The fact that the CEO of the organisation is evangelist and outspoken marriage advocate Franklin Graham has further incensed these activists and their allies.

Samaritan's Purse field hospital in New York

The group marched down to Central Park to wave ‘Help not hate’ placards just yards from the tents of the relief workers.

One asked: “How was this group ever considered to bring their hatred and their vitriol into our city at a time of crisis when our people are fighting a pandemic?”.

Another slandered Graham while cynically dismissing his preaching as “fundraising”: “Franklin Graham, their notoriously transphobic and homophobic leader of their organisation, had an Easter sermon right there in Central Park next to those tents, which I can only imagine was furthering their fundraising.”

“Can you imagine hating religious people so much that you would rather see people suffer and possibly even die rather than allow religious doctors to treat them?”

The outcry from a handful of angry activists prompted politicians to join the fray. Brad Hoylman, a New York State Senator, said the presence of Graham’s field hospital would cause “incalculable” damage to the city.

“I do fear that we’ve given Franklin Graham a platform in one of the most famous pieces of public land in the country to spew his hatred of LGBTQ people, and unfortunately at the same time legitimise his homophobia”, he added.

A number of other US lawmakers wrote a public letter sharing their “concern” about the implications the existence of the emergency hospital may have “for LGBTQIA+ New Yorkers with Covid-19”.

They demanded to know how the charity could have been granted use of public land.

By demanding to see non-discrimination agreements, they even went as far as to suggest that the hospital might turn away patients if they were LGBT, as well as expressing concern that “LGBTQIA+ individuals” might choose not to seek medical attention for fear of “potentially facing discrimination”.

Graham has since made a statement confirming the organisation does not discriminate against anyone, and that the protests and the demands for paperwork are actually hindering its ability to care.

Nevertheless, the leader of the New York City Council has now ordered the field hospital to pack up and leave.

Religious illiteracy

This kind of secularist, anti-religious thinking demonstrates the profound lack of understanding some have about evangelical Christian beliefs.

They cannot understand that it is possible to believe that homosexual conduct is wrong (along with sexual intimacy in other extra-marital contexts), while simultaneously believing that every person is made in the image of God and should be treated with dignity, respect and love.

They also seem unable to grasp that Christians believe that calling people to repent is an act of love.
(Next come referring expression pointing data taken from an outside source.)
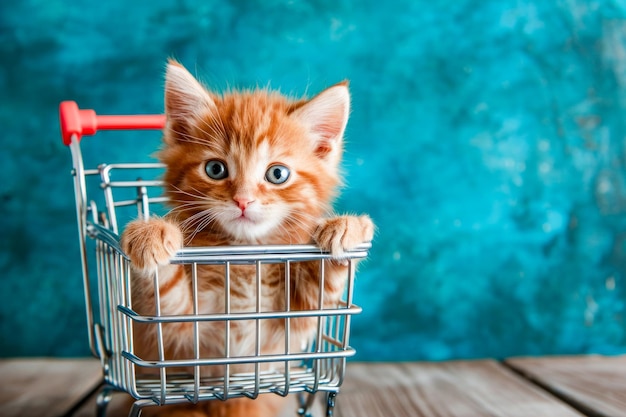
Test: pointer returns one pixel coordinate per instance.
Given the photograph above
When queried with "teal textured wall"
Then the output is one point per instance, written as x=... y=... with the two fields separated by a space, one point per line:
x=487 y=140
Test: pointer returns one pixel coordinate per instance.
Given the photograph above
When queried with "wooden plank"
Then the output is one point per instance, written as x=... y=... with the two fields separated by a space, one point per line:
x=45 y=387
x=444 y=389
x=594 y=384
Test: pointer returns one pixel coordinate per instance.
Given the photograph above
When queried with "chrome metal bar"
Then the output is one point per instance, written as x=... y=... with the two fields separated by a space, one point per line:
x=186 y=318
x=80 y=193
x=238 y=360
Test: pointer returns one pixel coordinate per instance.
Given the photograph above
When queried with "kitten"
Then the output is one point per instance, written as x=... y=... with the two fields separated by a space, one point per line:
x=243 y=168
To affirm and celebrate sin is not loving, because it is not God’s good design for his creation.

But this kind of love is deemed unacceptable. ‘Love is love’, goes the activist slogan, but apparently not when it involves tough love – that’s hate.
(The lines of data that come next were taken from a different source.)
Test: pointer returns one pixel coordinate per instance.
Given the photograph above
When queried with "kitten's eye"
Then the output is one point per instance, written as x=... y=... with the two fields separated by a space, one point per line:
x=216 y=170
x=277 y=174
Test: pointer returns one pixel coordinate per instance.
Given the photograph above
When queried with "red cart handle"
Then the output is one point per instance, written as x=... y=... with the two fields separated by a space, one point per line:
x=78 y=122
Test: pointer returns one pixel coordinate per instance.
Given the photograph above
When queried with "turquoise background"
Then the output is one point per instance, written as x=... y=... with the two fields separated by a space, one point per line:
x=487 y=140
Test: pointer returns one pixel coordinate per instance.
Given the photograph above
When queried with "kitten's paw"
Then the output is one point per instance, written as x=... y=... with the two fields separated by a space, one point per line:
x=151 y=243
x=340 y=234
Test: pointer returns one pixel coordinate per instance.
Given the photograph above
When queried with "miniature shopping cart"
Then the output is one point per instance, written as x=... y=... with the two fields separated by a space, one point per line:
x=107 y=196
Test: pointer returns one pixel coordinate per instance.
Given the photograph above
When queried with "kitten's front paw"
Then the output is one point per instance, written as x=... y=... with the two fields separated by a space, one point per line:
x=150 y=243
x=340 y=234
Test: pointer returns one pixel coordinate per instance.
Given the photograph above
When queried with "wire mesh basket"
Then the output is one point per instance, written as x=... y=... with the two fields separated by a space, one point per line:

We’re entitled to wonder whether those who falsely accuse others of hate may be manifesting that very thing themselves.

Help, not hate

It seems incredible that holding a view that has nothing to do with your work is enough for people to deem you unfit to hold that position.

There have been countless cases of this kind of thinking over the past few years. A family bakery. A registrar. A PE teacher. An airline stewardess. A US Air Force officer. But holding Christian views does not impact your ability to do a job well.

Indeed, Christians in all walks of life would say that their beliefs make them better at their job, not worse. This is as true for those in the medical profession as anyone else.

An American author commented recently: “Can you imagine hating religious people so much that you would rather see people suffer and possibly even die rather than allow religious doctors to treat them?”

It is sad that there appear to be people who feel that way. We should pray that they will begin to understand that Christians always have – and always will – offer help, not hate.